Attimi interminabili e poi la liberazione nella voce di Pizzul e nel cuore degli italiani
E gol di Roberto Baggio! Al quarantatreesimo, proprio Roberto Baggio rimette in parità le sorti di questo confronto…
“E ci voleva tanto, ma mi so minga…” Il volto di papà Berti si era sciolto in un sorriso che sapeva di liberazione.
Gol di Baggio, era ora, ho sempre creduto in te! Dai Roberto! Un improvviso cambio di prospettiva si era impadronito di Ste e di tutta l’ Italia: un attacco di trasformismo Giolittiano sfrontato.
“E Grande Mussi…”Aveva detto Ste mentre andava il replay. Alla fine aveva rivalutato anche la presenza in nazionale del blocco di giocatori del Parma.
Uno a uno e tempi supplementari .
La partita stava prendendo le tinte epiche dell’epopea calcistica tanto attesa: ora mancava solo il gran finale.
E ai supplementari loro non ne avevano più .

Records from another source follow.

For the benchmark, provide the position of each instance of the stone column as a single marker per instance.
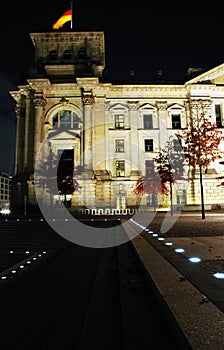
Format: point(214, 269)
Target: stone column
point(28, 136)
point(39, 103)
point(19, 157)
point(87, 100)
point(163, 122)
point(133, 147)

Al decimo minuto Roberto Baggio in versione Siddharta aveva fatto una cosa vista soltanto sulle rive del Gange: aveva scucchiaiato la palla da fermo, infilandoci sotto il piede e spedendola dritta sul Benarrivo lanciato in area di rigore. Un armadio a quattro ante nigeriano era piombato addosso al terzino schiacciandolo al suolo: Benarrivo non era nemmeno riuscito a divincolarsi da terra dal peso che gravava su di lui, aveva soltanto potuto alzare un braccio in segno di protesta.
La madre di tutti i calci di rigore.
Un film già visto, ma con un finale talmente thrilling che si ha sempre paura che le cose non vadano come pensiamo.
Ma questa volta no: Baggio, palo gol.
Il rigore chi l’ha visto? Già si prendeva per il culo il portiere nigeriano Rufai: Donatella Rufai, quasi come la conduttrice del programma sulle persone scomparse.
Italia ai quarti di finale grazie al culo di Sacchi e al karma di Baggio.